Além do empréstimo com o Bank of America, há mais US$ 114,4 milhões de dívida pública contratada em moeda estrangeira com dólares americanos, totalizando US$ 560,9 milhões.
O valor total da dívida pública, em março deste ano, era de cerca de R$ 6,5 bilhões, referente a empréstimos contraídos com autarquias do Governo Federal, como o BNDES e a Caixa Econômica Federal, para investimentos em obras da Copa do Mundo, além de outras dívidas contraídas pelas gestões anteriores. Desse total, 22% estão dolarizados.
Entenda a dívida
De 1997 a 2012 o Estado pagou mais de R$ 7 bilhões em dívidas públicas. Isso acontece por conta dos juros altos e correção monetária pelo IGPDI, que é um índice sensível a preços internacionais e commodities, além de preços agrícolas, do atacado e da construção civil.

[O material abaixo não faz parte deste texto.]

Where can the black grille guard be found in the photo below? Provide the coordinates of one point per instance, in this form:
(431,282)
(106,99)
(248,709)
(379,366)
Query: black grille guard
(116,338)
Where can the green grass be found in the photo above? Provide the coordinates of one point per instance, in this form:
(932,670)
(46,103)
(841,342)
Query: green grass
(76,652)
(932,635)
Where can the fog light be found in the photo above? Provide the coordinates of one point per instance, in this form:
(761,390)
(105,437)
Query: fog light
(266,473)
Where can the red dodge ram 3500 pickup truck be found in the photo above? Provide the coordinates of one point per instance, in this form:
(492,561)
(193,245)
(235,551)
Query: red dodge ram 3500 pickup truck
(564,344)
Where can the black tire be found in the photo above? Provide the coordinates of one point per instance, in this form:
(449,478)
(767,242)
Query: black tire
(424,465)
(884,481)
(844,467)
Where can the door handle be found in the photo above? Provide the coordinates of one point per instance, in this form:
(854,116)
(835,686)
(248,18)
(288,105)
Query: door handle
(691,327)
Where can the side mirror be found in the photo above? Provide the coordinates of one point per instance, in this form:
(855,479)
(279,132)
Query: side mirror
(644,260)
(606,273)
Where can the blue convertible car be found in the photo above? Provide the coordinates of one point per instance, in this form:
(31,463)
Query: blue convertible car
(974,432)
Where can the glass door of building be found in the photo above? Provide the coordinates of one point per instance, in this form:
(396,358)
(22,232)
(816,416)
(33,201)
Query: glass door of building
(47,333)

A dívida se acumulou por conta de empréstimos que o governo fez para investimentos, como no caso de Cemat, Sanemat e Codemat. Desses valores, muito são encargos que o Estado não conseguiu honrar na época. Então foi consolidado um plano de ajuste nacional feito pelo governo federal, que alongou o pagamento por 30 anos. A União assumiu a dívida com credores privados, emitiu títulos e o Estado passou a dever para a União.